Per questo appare tanto più positiva l’iniziativa americana di questi giorni di far incontrare il sottosegretario di Stato William Burns con Mohamed Morsi, leader del partito della libertà e giustizia emanazione della Fratellanza. È questa infatti la via da seguire, sia pure a piccoli passi, per riconciliare l’Islam col mondo occidentale, come aveva annunciato Obama nel 2009: c’è solo da auspicare che le esigenze della campagna elettorale non inducano il presidente americano a modificare o arrestare la sua cautissima marcia d’avvicinamento al mondo islamico.

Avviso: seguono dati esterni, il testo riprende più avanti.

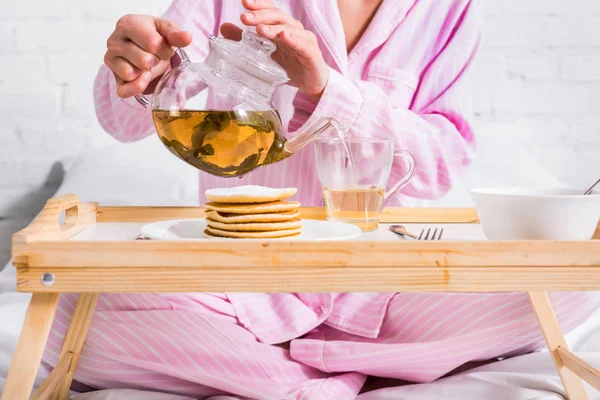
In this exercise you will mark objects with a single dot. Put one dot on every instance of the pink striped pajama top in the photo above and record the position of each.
(406, 79)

Viceversa, del tutto negativo continua ad essere l’atteggiamento del governo israeliano, sempre più condizionato dai partiti e movimenti religiosi ed estremisti (che si fanno sempre più aggressivi sul piano del costume) e dall’agitazione dei coloni della Cisgiordania, ove prosegue indefessa la costruzione di nuovi insediamenti, mentre vengono ignorate le rivendicazioni sociali della gioventù israeliana per le insufficienze dell’edilizia abitativa. Fra l’altro, la breve ma intensa e diffusa protesta dei giovani israeliani contro l’esosità degli affitti testimonia del pieno inserimento della società israeliana nella temperie politica mediorientale, al punto che, non senza enfasi, si potrebbe affermare che la primavera araba è giunta anche a Tel Aviv. Ma la risposta di Netanyahu è sempre la stessa: l’ossessione per la sicurezza d’Israele.

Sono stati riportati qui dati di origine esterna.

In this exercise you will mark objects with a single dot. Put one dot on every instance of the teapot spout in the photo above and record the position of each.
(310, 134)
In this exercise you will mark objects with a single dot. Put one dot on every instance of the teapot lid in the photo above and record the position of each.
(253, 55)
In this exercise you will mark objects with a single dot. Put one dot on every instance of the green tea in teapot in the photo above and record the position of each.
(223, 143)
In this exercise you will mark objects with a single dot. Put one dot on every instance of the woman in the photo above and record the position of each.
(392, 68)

Così, mentre si migliora la situazione scolastica dell’infanzia per placare il malcontento sociale, si aumentano al contempo le spese per la difesa e si rilanciano le preoccupazioni per le iniziative nucleari iraniane. Al punto che in questi giorni l’Amministrazione americana ha annullato manovre missilistiche congiunte proprio per non dare adito a speculazioni su un possibile appoggio alle ventilate azioni militari d’Israele contro l’Iran, e suscitando così il risentimento del governo israeliano. Se a tutto questo si aggiunge che in campo palestinese, nelle ultime settimane, le trattative per la riconciliazione tra l’Autorità nazionale palestinese e Hamas sembrano essersi nuovamente bloccate, le prospettive per una soluzione all’eterna questione della Palestina si fanno ancora più nere.

In queste condizioni, gli sviluppi della “primavera araba” verso forme politiche più democratiche rischiano di bloccarsi definitivamente. Il rischio è tanto più concreto in quanto nella campagna elettorale americana e nella competizione per la nomination repubblicana si affacciano ipotesi ancora più estreme, come quella formulata dall’ex senatore Rick Santorum, proiettato ad ottenere l’appoggio della destra religiosa. Questi è giunto ad affermare che il popolo palestinese non esiste, e che, quindi, anche gli arabi di Cisgiordania vivono in Israele, dando così per scontata l’annessione dei territori occupati allo Stato ebraico. Una tesi che neppure il governo Netanyahu ha osato formulare apertamente. L’ostinato attaccamento di buona parte dell’opinione occidentale alle tesi dei neoconservatori americani sull’identità di ogni organizzazione islamica con il terrorismo non porterà ad altro risultato se non quello di rilanciare nelle società arabe l’estremismo integralista, di fomentare nuove fiammate di violenza e, magari, farà sviluppare nuove forme d’oppressione ponendo di nuovo fine a speranze da troppo tempo frustrate.